2,300-Year-Old Bark Shield Showcases a Previously Unknown Iron Age Technology

By George Dvorsky on at

A one-of-a-kind bark shield dating back to the Iron Age has been unearthed in England. Archaeologists have never seen anything like it, describing the artefact as “lost technology”.

The bark shield was discovered four years ago in what was once a livestock watering hole, according to a release issued by the University of York. Normally, items made from organic materials, such as bark, don’t preserve well, but in this case, the moist, soggy conditions prevented the shield from degrading. The bark shield is the only one of its kind ever found in Europe, according to a University of Leicester release.

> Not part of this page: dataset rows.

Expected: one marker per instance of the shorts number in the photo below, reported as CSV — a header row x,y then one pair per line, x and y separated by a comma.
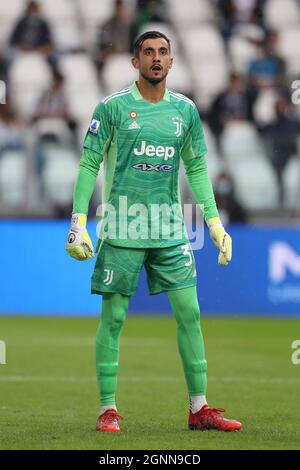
x,y
187,252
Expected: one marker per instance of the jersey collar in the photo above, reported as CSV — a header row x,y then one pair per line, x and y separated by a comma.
x,y
137,95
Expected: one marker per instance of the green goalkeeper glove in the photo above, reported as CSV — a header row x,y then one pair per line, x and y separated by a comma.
x,y
221,239
79,244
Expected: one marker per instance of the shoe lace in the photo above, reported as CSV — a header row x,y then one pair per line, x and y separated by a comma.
x,y
215,410
111,415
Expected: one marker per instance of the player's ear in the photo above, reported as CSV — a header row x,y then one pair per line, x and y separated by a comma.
x,y
135,62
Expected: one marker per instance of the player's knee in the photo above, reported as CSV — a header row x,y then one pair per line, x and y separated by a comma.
x,y
117,319
192,316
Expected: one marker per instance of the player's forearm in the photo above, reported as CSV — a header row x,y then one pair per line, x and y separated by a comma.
x,y
201,187
85,182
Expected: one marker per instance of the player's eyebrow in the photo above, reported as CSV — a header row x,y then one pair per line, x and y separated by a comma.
x,y
151,49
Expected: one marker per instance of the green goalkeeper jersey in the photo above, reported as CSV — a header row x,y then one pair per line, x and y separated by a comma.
x,y
141,144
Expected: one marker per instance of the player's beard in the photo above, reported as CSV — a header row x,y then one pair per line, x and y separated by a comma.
x,y
154,80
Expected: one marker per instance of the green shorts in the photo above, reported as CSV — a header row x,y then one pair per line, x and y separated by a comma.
x,y
117,269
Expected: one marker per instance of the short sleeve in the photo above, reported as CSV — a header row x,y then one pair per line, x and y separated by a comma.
x,y
194,145
100,130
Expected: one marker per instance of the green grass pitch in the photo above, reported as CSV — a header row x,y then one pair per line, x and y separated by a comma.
x,y
49,397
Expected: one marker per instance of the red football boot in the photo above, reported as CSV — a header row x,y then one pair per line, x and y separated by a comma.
x,y
108,421
210,418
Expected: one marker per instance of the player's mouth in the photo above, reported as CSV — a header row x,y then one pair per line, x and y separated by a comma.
x,y
156,68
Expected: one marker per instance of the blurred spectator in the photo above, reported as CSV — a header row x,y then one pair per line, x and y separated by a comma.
x,y
148,11
236,12
281,138
53,103
52,120
230,209
10,135
32,32
114,35
268,69
234,104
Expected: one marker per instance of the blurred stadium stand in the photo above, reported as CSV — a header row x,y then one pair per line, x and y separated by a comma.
x,y
258,40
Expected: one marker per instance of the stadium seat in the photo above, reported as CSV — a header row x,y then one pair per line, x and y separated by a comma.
x,y
240,141
264,107
29,76
291,184
179,78
67,36
255,183
241,51
288,48
210,77
59,175
81,80
13,178
281,14
96,12
59,10
202,43
118,72
196,12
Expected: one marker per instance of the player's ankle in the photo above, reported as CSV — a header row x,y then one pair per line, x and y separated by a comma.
x,y
197,402
107,407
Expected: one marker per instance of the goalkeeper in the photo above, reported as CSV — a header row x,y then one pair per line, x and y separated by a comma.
x,y
140,134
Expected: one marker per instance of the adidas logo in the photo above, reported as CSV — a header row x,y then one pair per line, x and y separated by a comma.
x,y
134,125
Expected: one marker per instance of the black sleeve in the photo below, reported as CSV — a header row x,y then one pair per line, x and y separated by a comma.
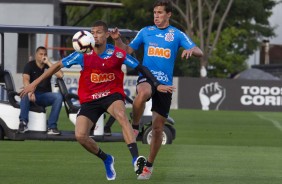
x,y
144,70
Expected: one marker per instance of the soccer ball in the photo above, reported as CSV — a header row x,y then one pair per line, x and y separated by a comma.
x,y
83,41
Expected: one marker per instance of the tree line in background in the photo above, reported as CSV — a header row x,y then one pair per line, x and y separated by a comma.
x,y
228,31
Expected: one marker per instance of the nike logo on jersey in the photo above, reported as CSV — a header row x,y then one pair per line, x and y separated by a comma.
x,y
159,52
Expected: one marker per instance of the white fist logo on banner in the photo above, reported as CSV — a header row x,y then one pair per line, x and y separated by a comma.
x,y
211,96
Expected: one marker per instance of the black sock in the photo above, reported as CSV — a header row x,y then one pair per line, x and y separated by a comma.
x,y
102,155
136,127
133,150
149,164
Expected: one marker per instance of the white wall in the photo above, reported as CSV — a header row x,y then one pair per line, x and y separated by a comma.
x,y
23,14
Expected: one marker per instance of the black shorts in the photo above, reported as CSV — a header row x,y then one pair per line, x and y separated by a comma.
x,y
160,101
94,109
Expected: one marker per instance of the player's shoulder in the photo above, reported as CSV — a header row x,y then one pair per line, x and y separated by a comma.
x,y
149,28
174,29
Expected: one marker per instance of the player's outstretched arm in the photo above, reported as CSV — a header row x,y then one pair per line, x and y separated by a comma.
x,y
116,36
195,51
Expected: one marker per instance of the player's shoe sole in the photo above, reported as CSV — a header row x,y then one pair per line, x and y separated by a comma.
x,y
139,164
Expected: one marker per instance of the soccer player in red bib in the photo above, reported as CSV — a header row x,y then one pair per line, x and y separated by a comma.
x,y
101,90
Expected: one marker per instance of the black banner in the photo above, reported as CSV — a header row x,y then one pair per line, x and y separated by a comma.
x,y
229,94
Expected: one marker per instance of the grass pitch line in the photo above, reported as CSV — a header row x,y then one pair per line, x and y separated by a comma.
x,y
277,124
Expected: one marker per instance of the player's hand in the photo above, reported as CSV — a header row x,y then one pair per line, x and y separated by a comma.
x,y
28,89
115,34
165,89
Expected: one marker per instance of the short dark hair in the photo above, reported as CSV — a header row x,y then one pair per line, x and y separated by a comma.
x,y
101,23
40,48
165,3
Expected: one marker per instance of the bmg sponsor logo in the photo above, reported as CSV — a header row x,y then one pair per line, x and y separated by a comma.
x,y
261,96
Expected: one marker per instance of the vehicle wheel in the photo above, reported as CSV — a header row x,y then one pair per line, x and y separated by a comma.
x,y
1,133
147,136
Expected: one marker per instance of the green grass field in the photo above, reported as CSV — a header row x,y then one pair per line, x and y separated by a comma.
x,y
211,147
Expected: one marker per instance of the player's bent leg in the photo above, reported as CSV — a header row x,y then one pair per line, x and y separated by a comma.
x,y
117,109
82,129
157,136
109,166
144,92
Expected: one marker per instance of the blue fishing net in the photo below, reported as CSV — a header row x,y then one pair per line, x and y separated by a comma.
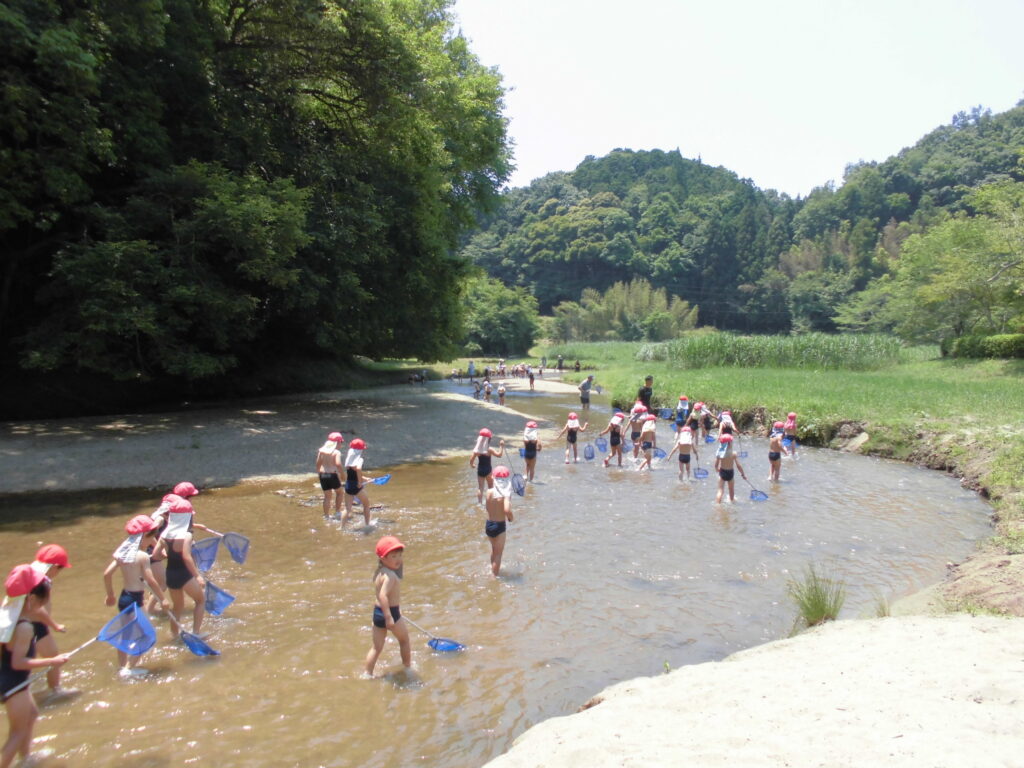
x,y
205,553
443,644
129,632
217,599
238,546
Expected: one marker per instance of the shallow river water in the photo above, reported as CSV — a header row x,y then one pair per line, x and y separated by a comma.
x,y
608,574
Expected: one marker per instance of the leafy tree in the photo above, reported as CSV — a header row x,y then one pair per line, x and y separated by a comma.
x,y
499,320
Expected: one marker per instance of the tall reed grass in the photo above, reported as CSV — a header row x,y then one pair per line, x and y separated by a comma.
x,y
806,351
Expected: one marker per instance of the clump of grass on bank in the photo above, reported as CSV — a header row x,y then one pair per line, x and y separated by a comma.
x,y
806,351
818,598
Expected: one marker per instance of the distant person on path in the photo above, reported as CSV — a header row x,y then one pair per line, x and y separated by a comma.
x,y
585,388
775,451
329,469
481,461
499,506
614,432
530,446
387,600
648,439
646,392
571,430
726,463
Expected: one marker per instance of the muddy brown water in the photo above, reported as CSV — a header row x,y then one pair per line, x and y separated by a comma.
x,y
608,574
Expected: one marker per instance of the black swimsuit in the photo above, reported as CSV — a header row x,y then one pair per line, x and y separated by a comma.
x,y
9,677
177,572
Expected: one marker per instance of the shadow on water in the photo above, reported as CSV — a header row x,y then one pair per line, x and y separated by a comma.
x,y
607,574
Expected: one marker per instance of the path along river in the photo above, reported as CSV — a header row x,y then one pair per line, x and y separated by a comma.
x,y
608,574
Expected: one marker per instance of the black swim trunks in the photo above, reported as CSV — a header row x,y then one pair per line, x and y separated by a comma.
x,y
330,481
379,615
483,465
127,598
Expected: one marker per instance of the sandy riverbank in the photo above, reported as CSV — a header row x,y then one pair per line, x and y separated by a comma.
x,y
910,691
224,444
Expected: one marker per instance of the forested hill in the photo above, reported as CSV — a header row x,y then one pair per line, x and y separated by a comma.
x,y
751,259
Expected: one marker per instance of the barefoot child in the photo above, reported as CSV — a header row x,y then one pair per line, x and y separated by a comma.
x,y
182,574
530,446
775,451
481,460
355,481
648,439
686,448
329,470
387,615
133,561
614,431
28,592
50,560
726,463
570,430
499,503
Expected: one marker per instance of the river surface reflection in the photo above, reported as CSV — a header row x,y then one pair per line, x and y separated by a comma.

The artefact, called the Enderby shield, was discovered by archaeologists from the University of Leicester Archaeological Service at the Everards Meadows site in 2015, which is south of Leicester. This area once hosted a vibrant Iron Age farming community. The bark shield, which was made from either alder, willow, poplar, hazel or spindle tree, was radiocarbon dated to between 395 and 255 BCE, according to the University of Leicester. The outer layer of bark formed the inside of the shield.

ULAS archaeologist Adam Clapton recording the shield when it was still in the ground. Image: ULAS

Archaeologists have previously documented the use of bark to manufacture other objects, but this is the first time the material has been seen in an Iron Age weapon. This discovery is consequently changing our conceptions of the materials and techniques used to create defensive weapons thousands of years ago.

“This truly astonishing and unparalleled artefact has given us an insight into prehistoric technology that we could never have guessed at,” University of York archaeologist Michael Bamforth, who headed the analysis of the shield, said in the university’s press release. “Although we know that bark has many uses, including making boxes and containers, it doesn’t survive well in the archaeological record.”

An experimental archaeologist reconstructing the bark shield. Image: Mike Bamforth

The bark shield measured 67 centimetres (26.3 inches) long and 37 centimetres (14.5 inches) wide when it was still in the ground, according to the University of Leicester. The manufacturer of the shield used wooden laths – thin, flat strips of wood used to form a base – to stiffen the structure. The shield also featured an edging rim made of wood, and a woven stud at the centre, called a boss, to protect the shield’s wooden handle.

“This is a lost technology,” Matt Beamish, the lead archaeologist from the University of Leicester Archaeological Service, told the Guardian. “It has not been seen before as far as we are aware, but presumably it is a technique that was used in many ways for making bark items,” he said.

Analysis showed that the shield was once coloured in red and decorated with a chequerboard pattern. The shield was “severely damaged” before it ended up in the watering hole, as noted in the University of York release. This damage was likely caused by spear tips, but the researchers aren’t entirely sure.

“The first time I saw the shield I was absolutely awed by it: the complex structure, the careful decorations, and the beautiful boss,” Rachel Crellin, a professor at the University of Leicester who assessed the shield, in the University of York statement.

The finished experimental bark shield. Image: ULAS

Initially, the archaeologists figured the thin bark shield was too flimsy and impractical for use as a defensive weapon, and that it might have instead served a ceremonial purpose. To assess its functionality, the researchers engaged in some experimental archaeology. Using materials sourced from the area where the shield was found and a simple tool kit, they reconstructed the shield from scratch. This exercise offered important insights into how the shield was created – and possibly how the design may have inspired the more sophisticated metal shields that followed.

“The shape of the finished items is fascinating, with differential shrinkage of the wood components causing the shields to curve as they dried. When viewed from the front the rectangular shields appear ‘waisted’ or hour-glass shaped,” according to the University of Leicester. “This may be of some significance, as some metal shields from the period, such as the Battersea Shield in the British Museum, are similar and may be copying the design.”

Tests of the experimental shield showed that it was light, but durable.

“It was only through experimentation that we realised it could be tough enough to protect against blows from metal weapons,” according to Bamforth. “Although a bark shield is not as strong as one made from wood or metal, it would be much lighter allowing the user much more freedom of movement.”

The University of Leicester has donated the shield to the British Museum, and it is scheduled to go on display in 2020.